OCA emphasizes, in particular, the vital role of the audit committee in “auditor selection, a shared responsibility for compliance with auditor independence rules, and oversight of financial reporting, ICFR, and the external audit process.” Effective communications between the audit committee, auditor and management are important for proactive engagement, addressing audit issues and setting the appropriate “tone at the top.” An audit committee composed of directors with appropriate skills and background is “critical to the effectiveness of this dialogue.”
OCA statement regarding auditor considerations. The shift from independence determinations and an audit conducted under AICPA standards to independence determinations and an audit conducted under PCAOB standards may add additional time and complexity to the audit process. In addition, appropriate acceptance and continuance procedures “may require the audit firm to quickly make adjustments to its engagement team to ensure the team has the appropriate level of expertise and experience with SEC and PCAOB requirements.” In that context, auditor independence under the SEC’s rules. is particularly important. The OCA notes that independence questions have arisen related to partner rotation and prior involvement by the auditor in the target’s financials. The OCA advises that it is “important to understand that the general standard of independence applies to all periods included in a registration statement.

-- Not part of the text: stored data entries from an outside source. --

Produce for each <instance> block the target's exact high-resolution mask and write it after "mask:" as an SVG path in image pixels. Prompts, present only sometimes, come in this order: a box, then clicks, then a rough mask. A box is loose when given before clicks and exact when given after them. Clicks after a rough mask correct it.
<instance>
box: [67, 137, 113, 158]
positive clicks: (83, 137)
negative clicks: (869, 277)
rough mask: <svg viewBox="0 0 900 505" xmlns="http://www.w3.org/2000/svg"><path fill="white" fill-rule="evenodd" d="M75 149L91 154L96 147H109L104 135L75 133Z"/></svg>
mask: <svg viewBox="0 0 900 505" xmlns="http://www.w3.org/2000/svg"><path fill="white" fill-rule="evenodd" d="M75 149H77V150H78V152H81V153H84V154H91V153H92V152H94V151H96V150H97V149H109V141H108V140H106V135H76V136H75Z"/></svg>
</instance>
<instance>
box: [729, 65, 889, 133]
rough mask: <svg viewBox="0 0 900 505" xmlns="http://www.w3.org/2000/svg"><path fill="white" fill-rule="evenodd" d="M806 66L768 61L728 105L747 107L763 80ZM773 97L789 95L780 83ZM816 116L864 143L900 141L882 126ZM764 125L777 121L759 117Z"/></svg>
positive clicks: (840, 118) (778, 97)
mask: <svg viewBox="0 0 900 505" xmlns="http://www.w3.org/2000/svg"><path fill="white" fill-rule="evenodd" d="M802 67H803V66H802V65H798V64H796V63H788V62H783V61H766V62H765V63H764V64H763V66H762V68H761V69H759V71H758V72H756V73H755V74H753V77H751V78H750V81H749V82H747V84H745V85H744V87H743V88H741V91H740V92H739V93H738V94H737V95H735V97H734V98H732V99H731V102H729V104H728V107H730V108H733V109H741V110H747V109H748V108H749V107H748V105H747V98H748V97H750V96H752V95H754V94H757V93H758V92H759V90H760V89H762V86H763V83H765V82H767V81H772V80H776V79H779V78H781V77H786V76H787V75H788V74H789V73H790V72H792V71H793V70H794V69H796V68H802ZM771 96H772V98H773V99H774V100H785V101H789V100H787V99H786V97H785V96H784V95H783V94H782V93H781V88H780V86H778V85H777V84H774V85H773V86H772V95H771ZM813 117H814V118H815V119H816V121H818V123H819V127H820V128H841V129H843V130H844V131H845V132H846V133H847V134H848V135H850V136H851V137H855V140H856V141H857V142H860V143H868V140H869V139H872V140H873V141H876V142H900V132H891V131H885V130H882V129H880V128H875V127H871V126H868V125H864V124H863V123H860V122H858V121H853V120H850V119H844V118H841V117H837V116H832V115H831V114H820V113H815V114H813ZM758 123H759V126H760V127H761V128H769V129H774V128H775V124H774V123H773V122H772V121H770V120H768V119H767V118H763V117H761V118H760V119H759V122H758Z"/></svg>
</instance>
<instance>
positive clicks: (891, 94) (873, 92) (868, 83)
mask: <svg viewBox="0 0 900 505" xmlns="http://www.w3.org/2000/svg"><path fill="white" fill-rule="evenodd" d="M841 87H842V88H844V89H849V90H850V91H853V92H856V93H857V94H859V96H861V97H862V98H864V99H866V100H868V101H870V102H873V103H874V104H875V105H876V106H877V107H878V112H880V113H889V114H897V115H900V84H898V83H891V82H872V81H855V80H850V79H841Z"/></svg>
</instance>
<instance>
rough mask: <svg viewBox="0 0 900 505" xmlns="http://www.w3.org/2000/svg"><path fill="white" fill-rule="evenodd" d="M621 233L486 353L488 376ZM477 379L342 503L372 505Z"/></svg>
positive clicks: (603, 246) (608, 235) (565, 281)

Under the general standard, an auditor is not independent if, among other things, he or she would be in a position of auditing his or her own work or if he or she acts as management.” OCA advises that auditor independence and audit-related requirements “should be assessed early in the transaction, particularly since these considerations may result in a need to retain a new auditor or to perform additional audit procedures on prior period financial statements.”